We believe in open source. We also believe some code should stay closed. Here is how we think about the line between the two.

We open-source almost everything we build. Our libraries, our rewrites, even the site you’re reading this on. So when someone notices a project on our portfolio that doesn’t have a GitHub link, the question is fair: why?

The short answer is that open source is a choice, not a default. And like every choice, it should be made deliberately.

Not everything is ours to share

The most obvious reason is client work. When someone hires us to build a dashboard, an internal tool, or an inventory system, that code belongs to the engagement. It contains their business logic, their data models, their trade secrets. Publishing it would be a breach of trust — full stop.

This isn’t a grey area. Client code is private because it’s not ours.

We’re proud of the work we do for clients. We list these projects because they represent real problems solved with real engineering. But the source stays behind closed doors, and that’s exactly where it should be.

Some tools are our livelihood

Beyond client work, there’s a second category: tools and products we build for ourselves that we plan to sell or license.

Open source doesn’t pay the bills on its own. We’ve seen too many maintainers burn out trying to sustain projects on goodwill and GitHub stars. We don’t want to be in that position, and we don’t think it’s healthy for the ecosystem either.

So when we build something that could sustain us financially — a desktop app, a paid service, a proprietary tool — we keep the source closed. Not because we’re ashamed of the code, but because we need the business model to work.

This lets us keep doing what we love: building good software and giving most of it away for free.

Open source is a commitment, not a dump

There’s a third reason, less obvious but equally important. Opening a repository means maintaining it in public. It means handling issues, reviewing pull requests, writing documentation, and supporting people who depend on your code.

We take that seriously. When we open-source a project, we commit to making it genuinely useful — not just pushing code to GitHub and walking away. Every open-source project we maintain has documentation, clear licensing, and a development roadmap.

If a project isn’t ready for that level of commitment, we keep it private until it is. Publishing half-baked code under an open license doesn’t help anyone. It creates false expectations and wastes everyone’s time.

How we decide

Our rule of thumb is simple:

  1. Is it client work? Private. Always.
  2. Is it a product we plan to sell? Private, with clear licensing.
  3. Is it a general-purpose tool or library? Open source.
  4. Is it a learning project or rewrite? Open source.
  5. Is it not ready yet? Private until it is.

Most of what we build falls into categories three and four, which is why the majority of our work is public. But we don’t force it. Open source should be a gift, not an obligation.

The balance

We’ve written before about building in public and why we think transparency makes better software. We stand by that. Sharing code forces you to write code worth sharing. It invites feedback, catches mistakes, and builds trust.
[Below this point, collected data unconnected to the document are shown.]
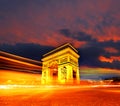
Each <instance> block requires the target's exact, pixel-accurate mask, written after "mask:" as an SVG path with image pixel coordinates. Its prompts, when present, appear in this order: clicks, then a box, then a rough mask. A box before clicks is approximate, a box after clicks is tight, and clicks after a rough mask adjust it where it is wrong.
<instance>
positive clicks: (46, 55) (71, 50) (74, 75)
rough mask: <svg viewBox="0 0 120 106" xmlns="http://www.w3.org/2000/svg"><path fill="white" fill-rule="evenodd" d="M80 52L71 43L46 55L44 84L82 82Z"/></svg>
mask: <svg viewBox="0 0 120 106" xmlns="http://www.w3.org/2000/svg"><path fill="white" fill-rule="evenodd" d="M77 53H78V51H77V50H76V49H75V48H74V47H73V46H72V45H70V44H69V43H67V44H65V45H62V46H60V47H58V48H56V49H54V50H52V51H50V52H48V53H46V54H45V55H43V59H42V62H43V63H42V82H43V83H44V82H45V83H48V84H49V83H51V82H59V83H69V82H73V79H76V80H77V81H80V77H79V76H80V74H79V64H78V58H79V57H80V56H79V55H78V54H77ZM74 69H75V70H74Z"/></svg>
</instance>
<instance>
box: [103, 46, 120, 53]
mask: <svg viewBox="0 0 120 106" xmlns="http://www.w3.org/2000/svg"><path fill="white" fill-rule="evenodd" d="M104 50H105V51H106V52H108V53H118V52H119V51H118V50H117V49H115V48H113V47H107V48H104Z"/></svg>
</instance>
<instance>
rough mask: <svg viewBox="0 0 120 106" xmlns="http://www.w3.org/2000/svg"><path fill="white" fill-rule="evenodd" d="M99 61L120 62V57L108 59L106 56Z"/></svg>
mask: <svg viewBox="0 0 120 106" xmlns="http://www.w3.org/2000/svg"><path fill="white" fill-rule="evenodd" d="M98 59H99V60H100V61H101V62H108V63H112V62H113V61H120V56H111V57H110V58H107V57H104V56H100V57H99V58H98Z"/></svg>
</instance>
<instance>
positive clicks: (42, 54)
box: [0, 44, 53, 61]
mask: <svg viewBox="0 0 120 106" xmlns="http://www.w3.org/2000/svg"><path fill="white" fill-rule="evenodd" d="M52 49H53V47H49V46H41V45H38V44H16V45H8V44H3V45H0V50H1V51H5V52H8V53H12V54H15V55H19V56H23V57H26V58H31V59H34V60H38V61H40V60H41V58H42V55H43V54H45V53H47V52H49V51H50V50H52Z"/></svg>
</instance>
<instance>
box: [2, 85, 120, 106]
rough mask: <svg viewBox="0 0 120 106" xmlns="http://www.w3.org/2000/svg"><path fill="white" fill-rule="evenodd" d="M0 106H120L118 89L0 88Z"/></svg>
mask: <svg viewBox="0 0 120 106" xmlns="http://www.w3.org/2000/svg"><path fill="white" fill-rule="evenodd" d="M0 106H120V87H87V86H85V87H84V86H82V87H81V86H36V87H35V86H31V87H27V86H24V87H20V86H19V87H16V86H15V87H11V86H9V87H5V86H2V87H1V88H0Z"/></svg>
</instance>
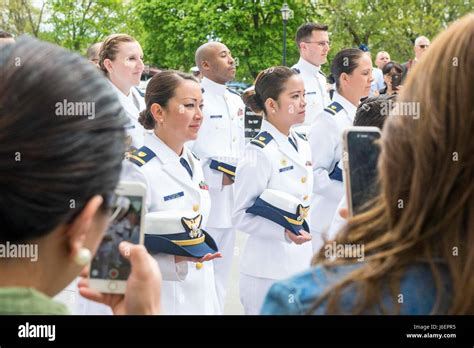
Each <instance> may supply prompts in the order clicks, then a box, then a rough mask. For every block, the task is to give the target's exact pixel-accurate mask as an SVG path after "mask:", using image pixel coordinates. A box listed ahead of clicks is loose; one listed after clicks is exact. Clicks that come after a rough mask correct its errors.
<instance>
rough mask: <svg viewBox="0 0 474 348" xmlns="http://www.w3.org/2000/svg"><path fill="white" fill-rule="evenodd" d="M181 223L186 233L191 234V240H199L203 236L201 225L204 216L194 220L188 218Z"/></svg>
mask: <svg viewBox="0 0 474 348" xmlns="http://www.w3.org/2000/svg"><path fill="white" fill-rule="evenodd" d="M181 222H182V223H183V226H184V228H185V229H186V232H188V233H189V237H191V238H199V237H201V236H202V231H201V223H202V215H201V214H199V215H197V216H196V217H194V218H192V219H188V218H185V217H183V218H181Z"/></svg>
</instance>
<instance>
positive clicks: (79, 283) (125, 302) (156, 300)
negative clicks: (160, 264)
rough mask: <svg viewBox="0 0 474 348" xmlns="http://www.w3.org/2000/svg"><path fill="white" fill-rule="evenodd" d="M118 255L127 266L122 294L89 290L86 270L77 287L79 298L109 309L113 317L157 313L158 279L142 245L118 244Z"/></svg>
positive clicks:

But transparency doesn’t mean exposing everything. A carpenter can show you their workshop, demonstrate their techniques, and share their blueprints — without giving you the keys to their client’s house.

That’s the balance we aim for. Open by default, private when it matters. Generous with our tools, protective of our clients. Honest about what we share and what we don’t.

If a project on our site doesn’t have a link, now you know why. And if you want to see the code we do share, it’s all on GitHub.